Гении разом откликнулись, ухнув с подвыванием несколько тактов "Танца с саблями".
Грузный Хачатурян вприпрыжку умчался вслед за Сальвадором, чтобы взять автограф.
Гоголиада медленно, но верно швыряет листки рукописи в камин.
Пламя весело и с треском подхватывает рукопись, рассыпаясь искрами по ковру.

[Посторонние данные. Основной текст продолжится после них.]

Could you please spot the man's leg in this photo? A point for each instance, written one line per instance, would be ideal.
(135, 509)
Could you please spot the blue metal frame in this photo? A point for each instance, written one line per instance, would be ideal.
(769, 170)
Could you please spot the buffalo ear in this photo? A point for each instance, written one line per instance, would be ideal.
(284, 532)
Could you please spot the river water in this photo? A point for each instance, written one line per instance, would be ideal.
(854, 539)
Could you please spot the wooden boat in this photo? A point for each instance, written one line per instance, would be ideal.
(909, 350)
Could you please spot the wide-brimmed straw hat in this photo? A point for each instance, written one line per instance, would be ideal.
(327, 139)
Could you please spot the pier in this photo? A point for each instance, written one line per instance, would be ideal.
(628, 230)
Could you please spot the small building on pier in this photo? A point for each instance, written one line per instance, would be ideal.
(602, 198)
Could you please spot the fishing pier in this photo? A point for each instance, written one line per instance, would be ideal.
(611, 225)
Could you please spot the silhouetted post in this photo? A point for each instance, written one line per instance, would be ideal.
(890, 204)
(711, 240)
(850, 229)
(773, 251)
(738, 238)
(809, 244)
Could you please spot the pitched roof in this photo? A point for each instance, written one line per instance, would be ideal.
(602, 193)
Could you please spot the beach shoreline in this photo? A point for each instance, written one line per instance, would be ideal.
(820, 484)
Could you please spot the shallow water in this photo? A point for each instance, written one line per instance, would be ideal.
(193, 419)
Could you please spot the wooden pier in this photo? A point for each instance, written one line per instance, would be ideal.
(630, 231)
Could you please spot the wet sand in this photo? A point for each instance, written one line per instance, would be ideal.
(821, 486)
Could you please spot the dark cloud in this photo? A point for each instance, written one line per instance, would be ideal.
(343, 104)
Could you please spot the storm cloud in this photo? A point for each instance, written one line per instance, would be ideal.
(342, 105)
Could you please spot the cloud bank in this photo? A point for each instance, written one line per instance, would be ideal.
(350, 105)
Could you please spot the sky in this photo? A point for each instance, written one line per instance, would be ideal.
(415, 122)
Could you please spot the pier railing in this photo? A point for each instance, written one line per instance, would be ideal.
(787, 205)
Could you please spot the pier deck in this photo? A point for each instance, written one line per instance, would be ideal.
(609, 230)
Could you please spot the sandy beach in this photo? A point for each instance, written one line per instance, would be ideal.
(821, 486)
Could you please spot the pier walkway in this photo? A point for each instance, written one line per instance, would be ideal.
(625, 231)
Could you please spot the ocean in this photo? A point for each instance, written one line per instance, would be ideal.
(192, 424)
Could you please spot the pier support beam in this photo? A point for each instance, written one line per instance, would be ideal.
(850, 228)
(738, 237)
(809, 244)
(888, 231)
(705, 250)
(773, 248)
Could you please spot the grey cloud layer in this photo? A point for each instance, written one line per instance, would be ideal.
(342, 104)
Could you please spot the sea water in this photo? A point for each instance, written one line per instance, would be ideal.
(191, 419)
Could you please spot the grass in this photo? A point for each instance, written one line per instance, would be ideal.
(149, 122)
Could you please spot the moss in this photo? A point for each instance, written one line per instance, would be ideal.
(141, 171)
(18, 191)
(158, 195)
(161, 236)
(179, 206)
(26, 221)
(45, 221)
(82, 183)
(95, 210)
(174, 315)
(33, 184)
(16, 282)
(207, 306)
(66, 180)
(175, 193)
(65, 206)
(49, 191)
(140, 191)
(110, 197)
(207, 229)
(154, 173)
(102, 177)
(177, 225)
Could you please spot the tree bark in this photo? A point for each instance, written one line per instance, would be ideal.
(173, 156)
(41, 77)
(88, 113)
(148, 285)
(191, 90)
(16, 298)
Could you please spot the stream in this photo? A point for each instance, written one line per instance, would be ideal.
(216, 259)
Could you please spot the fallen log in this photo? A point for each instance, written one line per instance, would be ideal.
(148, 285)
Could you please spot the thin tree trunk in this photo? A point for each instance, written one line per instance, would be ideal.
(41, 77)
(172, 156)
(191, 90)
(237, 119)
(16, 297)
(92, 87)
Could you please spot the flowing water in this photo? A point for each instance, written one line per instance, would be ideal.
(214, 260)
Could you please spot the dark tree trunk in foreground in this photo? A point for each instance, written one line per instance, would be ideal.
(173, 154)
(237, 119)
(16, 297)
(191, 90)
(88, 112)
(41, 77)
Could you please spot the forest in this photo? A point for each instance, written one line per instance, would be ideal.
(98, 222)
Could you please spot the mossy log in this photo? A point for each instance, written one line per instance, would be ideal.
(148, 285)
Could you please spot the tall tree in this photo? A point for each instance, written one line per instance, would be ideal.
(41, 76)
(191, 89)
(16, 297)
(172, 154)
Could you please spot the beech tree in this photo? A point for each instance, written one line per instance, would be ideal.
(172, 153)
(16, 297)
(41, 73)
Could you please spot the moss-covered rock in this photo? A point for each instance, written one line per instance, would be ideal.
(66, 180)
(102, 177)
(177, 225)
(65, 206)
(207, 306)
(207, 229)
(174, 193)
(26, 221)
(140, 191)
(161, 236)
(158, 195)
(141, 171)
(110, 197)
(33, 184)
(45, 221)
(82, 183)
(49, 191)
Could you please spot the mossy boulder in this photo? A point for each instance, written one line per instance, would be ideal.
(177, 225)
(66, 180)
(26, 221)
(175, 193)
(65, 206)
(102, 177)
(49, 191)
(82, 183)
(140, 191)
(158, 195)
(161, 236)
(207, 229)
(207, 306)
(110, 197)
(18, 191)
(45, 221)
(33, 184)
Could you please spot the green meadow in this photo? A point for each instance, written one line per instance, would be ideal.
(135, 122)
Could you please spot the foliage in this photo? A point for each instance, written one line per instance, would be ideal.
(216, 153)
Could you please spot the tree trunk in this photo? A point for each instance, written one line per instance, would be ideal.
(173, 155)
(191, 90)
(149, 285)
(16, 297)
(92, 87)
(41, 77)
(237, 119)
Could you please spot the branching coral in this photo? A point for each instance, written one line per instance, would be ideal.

Лили и Пика бешеными кошками накинулись на Графа. Они когтями царапают ему лицо и шею, разрывают на нём пиджак, избивают упавшего старика ногами, вонзая каблуки в оплывший жир. Ополоумевший Граф, который не может понять, откуда сыплются удары, с плачем катается по полу, корчится и только истошно вопит:
– Я же ночь не спал!!!
Графа подняли и с разбега врезали носом в мрамор колонны. Разом хрустнули нос и пенсне.
Графа за шиворот выбросили вон.
Он, чертыхаясь, полетел по проёмам винтовой лестницы, избитый и перепуганный до смерти. Мир теней поворачивается и таким боком. Ещё долго спящий город будут будоражить охи и вопли плачущего старика, бегущего по проспектам в истерзанном платье и монотонно повторяющего про бессонную ночь. Он так и не смог постичь, каким образом сон так быстро превратился в кошмар, и какая сила перенесла этот кошмар из сна в реальность? И реальность ли это, если он, всеми уважаемый и многими чтимый господин, бежит в изодранном белье по ещё не проснувшемуся городу, трясясь от ужаса? Не может это в его положении быть реальностью. А вот те нос болит и бока, и всё тело – одна сплошная рана, так, стало быть, так-таки и не сон, а явь. В церковь надо. В церковь. Замаливать всё, что знаю и чего не знаю.